Total phenolic content (TPC) assay

TPC was determined with Folin-Ciocalteu reagent, using gallic acid as a standard. A 20 µL aliquot of a diluted sample (the stock solutions were further diluted with distilled water) was added to 100 μL of FC reagent and mixed well. After 5 min, 300 μL of 20% sodium carbonate solution was added, and the mixture was vortexed. The samples were incubated for 2 h at room temperature in the dark. The absorbance was measured at 765 nm using a UV–vis spectrophotometer (Ultrospec 3100 Pro, Amersham Bio., Cambridge, UK). The results are expressed as gallic acid equivalents (mg GAE/g dry weight [DW]).

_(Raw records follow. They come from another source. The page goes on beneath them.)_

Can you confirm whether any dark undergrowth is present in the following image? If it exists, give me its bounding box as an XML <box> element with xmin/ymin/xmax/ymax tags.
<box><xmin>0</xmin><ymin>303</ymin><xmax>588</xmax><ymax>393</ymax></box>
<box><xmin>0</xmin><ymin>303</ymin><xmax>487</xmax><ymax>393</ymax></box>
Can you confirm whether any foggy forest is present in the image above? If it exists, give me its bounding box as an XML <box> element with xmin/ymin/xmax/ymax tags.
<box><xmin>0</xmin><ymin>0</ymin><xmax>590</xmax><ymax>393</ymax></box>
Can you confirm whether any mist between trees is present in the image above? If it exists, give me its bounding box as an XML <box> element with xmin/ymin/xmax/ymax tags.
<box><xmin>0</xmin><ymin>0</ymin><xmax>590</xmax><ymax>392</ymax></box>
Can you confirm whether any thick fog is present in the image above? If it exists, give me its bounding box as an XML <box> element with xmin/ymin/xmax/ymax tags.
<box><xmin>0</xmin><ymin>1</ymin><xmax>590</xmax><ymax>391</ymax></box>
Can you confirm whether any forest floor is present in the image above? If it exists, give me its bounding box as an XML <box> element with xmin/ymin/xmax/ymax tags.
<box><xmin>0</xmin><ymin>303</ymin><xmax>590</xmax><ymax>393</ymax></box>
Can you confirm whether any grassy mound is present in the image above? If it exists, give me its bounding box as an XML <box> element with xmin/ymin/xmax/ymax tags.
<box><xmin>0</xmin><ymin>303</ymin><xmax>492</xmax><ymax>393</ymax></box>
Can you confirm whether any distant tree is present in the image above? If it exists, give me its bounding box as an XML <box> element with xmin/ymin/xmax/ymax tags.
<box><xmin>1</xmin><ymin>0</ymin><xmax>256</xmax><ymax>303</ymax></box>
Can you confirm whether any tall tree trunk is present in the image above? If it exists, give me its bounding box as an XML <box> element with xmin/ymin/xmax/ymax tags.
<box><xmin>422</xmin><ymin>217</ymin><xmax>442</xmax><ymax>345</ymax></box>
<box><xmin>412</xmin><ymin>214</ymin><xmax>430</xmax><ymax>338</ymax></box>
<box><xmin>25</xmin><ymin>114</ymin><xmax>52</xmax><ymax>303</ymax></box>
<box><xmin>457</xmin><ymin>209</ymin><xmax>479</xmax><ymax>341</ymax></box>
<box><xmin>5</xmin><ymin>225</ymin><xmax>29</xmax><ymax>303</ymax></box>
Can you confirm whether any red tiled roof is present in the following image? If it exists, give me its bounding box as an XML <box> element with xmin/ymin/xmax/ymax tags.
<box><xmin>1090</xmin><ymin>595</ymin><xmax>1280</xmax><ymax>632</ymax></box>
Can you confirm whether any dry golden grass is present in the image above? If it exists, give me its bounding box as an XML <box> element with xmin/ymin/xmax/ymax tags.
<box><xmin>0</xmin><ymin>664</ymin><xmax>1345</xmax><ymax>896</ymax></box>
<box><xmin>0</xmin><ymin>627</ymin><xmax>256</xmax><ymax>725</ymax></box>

All experiments were performed in triplicate (Waterhouse, 2002).

Ferric reducing antioxidant power (FRAP) assay

The antioxidant capacity of S. tamariscina powder was estimated according to the procedure described by Pulido et al. (2000). The FRAP reagent included 25 mL of 300 mM acetate buffer (pH 3.6), 2.5 mL 10 mM TPTZ solution in 40 mM HCl, and 2.5 mL 20 mM FeCl3·6H2O. FRAP reagent (900 μL), prepared fresh and warmed to 37 °C, was added to 90 μL of distilled water and 30 μL of sample, as with the reagent blank. The final sample dilution in the reaction mixture was 1:34. The absorbance at 595 nm was measured every 15 s, and the reaction was monitored for 30 min. The results were corrected for dilution and were expressed as μmol Trolox/g DW of material. All measurements were performed in triplicate (Lee et al., 2017).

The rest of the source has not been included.